Christmas 2010

Picture it: the 1970’s. We lived in Connecticut. My parents had a Yankee Barn custom built and the living room had a soaring ceiling – easily more than 20’. To a small kid twenty feet was as high as the sky itself. Our tradition was piling into the Volvo and going off to a Christmas tree farm. The three kids would race around and my father would size up various options. We’d bring our own rusty saw and take turns cutting it down. We weren’t alone. According to the National Christmas Tree Association, Americans buy 37.1 million real Christmas trees each year; 25 percent of them are from the nation's 5,000 choose-and-cut farms.

This particular year Dad realized that it was very destructive to knock down a tree for a few weeks. It was getting expensive too. So why not spend a little more and get a living tree and use it year to year. Sure the first year it’d be a little smaller, but each year it’d grow bigger and bigger. Clearly going with a living tree was economically sound and it’d be fun to have it in the yard during the rest of the year. Christmas all year long!

Dad placed the 2 foot tree in the traditional spot. 18 feet or more of vast empty air above it. There were maybe a half-dozen branches. This would not do said my mother (on behalf of all of us). Not one to easily give up, Dad raced to the basement and brought up his red stool and placed the tree on top of it so the tree now reached 3 feet. Within hours a 16 footer replaced our little shrub and Christmas was saved. Not one to be defeated and looking to future years Dad went out and tried to dig a hole in the frozen ground. Hmmm…maybe Spring? I think the shrub was dead by Valentine’s Day.

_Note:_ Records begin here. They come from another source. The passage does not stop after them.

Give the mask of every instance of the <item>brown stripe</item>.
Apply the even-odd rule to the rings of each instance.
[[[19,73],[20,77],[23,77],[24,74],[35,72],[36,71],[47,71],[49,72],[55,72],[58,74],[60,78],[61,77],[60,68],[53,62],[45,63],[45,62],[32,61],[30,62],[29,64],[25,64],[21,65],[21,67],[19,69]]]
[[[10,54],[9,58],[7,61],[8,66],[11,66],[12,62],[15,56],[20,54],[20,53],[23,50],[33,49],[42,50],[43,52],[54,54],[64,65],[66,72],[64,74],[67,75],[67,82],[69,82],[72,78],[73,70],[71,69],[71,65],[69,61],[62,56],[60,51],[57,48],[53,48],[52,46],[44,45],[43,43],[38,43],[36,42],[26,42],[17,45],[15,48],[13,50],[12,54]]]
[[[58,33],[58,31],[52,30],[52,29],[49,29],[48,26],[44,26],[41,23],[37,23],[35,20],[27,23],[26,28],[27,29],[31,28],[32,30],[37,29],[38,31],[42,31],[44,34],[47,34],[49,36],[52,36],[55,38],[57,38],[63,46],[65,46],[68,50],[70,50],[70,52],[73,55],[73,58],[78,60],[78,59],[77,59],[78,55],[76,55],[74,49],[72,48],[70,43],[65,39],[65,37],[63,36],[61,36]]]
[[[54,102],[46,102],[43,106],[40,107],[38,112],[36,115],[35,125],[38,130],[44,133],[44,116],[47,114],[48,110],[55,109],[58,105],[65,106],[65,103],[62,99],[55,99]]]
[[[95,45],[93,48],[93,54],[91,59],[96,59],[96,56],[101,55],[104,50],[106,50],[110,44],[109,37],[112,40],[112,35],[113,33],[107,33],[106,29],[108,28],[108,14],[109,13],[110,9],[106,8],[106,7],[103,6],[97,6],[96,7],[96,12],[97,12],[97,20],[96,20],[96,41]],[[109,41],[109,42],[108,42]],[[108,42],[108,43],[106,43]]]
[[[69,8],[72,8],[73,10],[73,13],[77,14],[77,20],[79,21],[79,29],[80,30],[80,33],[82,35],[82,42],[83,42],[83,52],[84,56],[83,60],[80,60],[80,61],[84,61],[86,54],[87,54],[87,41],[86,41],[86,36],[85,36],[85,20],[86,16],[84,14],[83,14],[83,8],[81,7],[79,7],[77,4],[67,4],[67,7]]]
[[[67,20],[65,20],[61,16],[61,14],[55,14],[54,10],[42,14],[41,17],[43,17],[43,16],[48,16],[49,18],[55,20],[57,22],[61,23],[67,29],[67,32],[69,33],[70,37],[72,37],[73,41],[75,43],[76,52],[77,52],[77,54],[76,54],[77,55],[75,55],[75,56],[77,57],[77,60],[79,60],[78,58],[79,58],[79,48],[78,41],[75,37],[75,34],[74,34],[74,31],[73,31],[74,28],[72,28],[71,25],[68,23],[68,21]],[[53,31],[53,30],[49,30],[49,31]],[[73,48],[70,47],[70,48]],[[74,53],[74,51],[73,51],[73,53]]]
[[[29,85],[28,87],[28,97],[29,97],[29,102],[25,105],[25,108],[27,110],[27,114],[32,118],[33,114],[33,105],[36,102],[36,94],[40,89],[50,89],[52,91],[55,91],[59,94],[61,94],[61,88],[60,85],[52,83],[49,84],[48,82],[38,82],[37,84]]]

More than 35 years have passed since our Charlie Brown Christmas Tree – but it’s one of those defining stories that live on with affection. Dad’s eyes twinkled every year when one of us would travel down memory lane.

It’s been years since I’ve decorated for Christmas – always traveling and the cost seemed to become prohibitive for the few days that I was able to enjoy the efforts. This year I’ve decked the halls, the walls and the living room. There sits a living Christmas tree.

The Living Christmas Tree company delivers a live potted tree and then picks it up. Families can adopt a tree and have it back year after year. The cost is a bit more than the corner tree lot but there’s no hassle of needles in the car, scratches on the roof, etc. It’s certainly a nod to Dad, but it’s also incredibly environmental.

Anyone who knows me wouldn’t describe me as an environmentalist. I’m not much for granola. Al Gore’s “Inconvenient Truth” conveniently left out vast amounts of context not to mention contradictory scientific facts. I’m also not all that sure about the Global Warming phenomenon. The science isn’t settled, despite my progressive friends passions and wishes.  Hundreds of Nobel Prize winning scientists have alternate points of view. I just don’t know. But not knowing doesn’t mean not caring and it doesn’t mean not doing anything.

Taking care of our planet makes sense – whether it’s to preserve resources or to slow global warming – it doesn’t actually much matter. I’m an early and ongoing supporter of Catalog Choice where you can eliminate unwanted mailings. There are more than a million people who have saved tons of paper and trees. I use cloth bags at the grocery – not because Los Angeles banned plastic bags (which it just did) – but because I get points from my grocer that turns into cash. I know that the plastic bag I used for 6 minutes to bring stuff into the house would live for generations and that just makes no sense whatsoever. I get nearly all my bills electronically and pay them the same way – using electricity but saving on paper and transportation through the mailing system. We can all do similar small things that make a difference without breaking much of a sweat.

There are things that I don’t do. I looked at getting a hybrid car and opted not to. There’s some cost savings in the gas which is great. But the carbon impact of a hybrid is actually more than a regular car with the two engines, batteries that decompose as slowly as plastic bags not to mention the carbon footprint of having to have the cars delivered from halfway around the world on ship. Yes, hybrid cards make some difference on some environmental points, but they have a negative impact in other ways. It’s just one example of where the ecological issues are not as simple as we would like them to be.

The simplest thing I have is my living Christmas Tree! I have not cut down and killed a tree in the celebrating of the Birth of Christ. Using cloth bags and limiting my mail pales in comparison. It’s not often that I get to be on the cutting edge of environmentalism. Dad: I know you’re smiling – turns out you were ahead of your time once again. Merry Christmas.

Comments

  1. I'm so proud of you, Craig, with your living Christmas tree. Is it just possible that I can take just a little credit for this????????!!!!!!!!! Or are you way ahead of me?
    Your Dad would definitely be proud.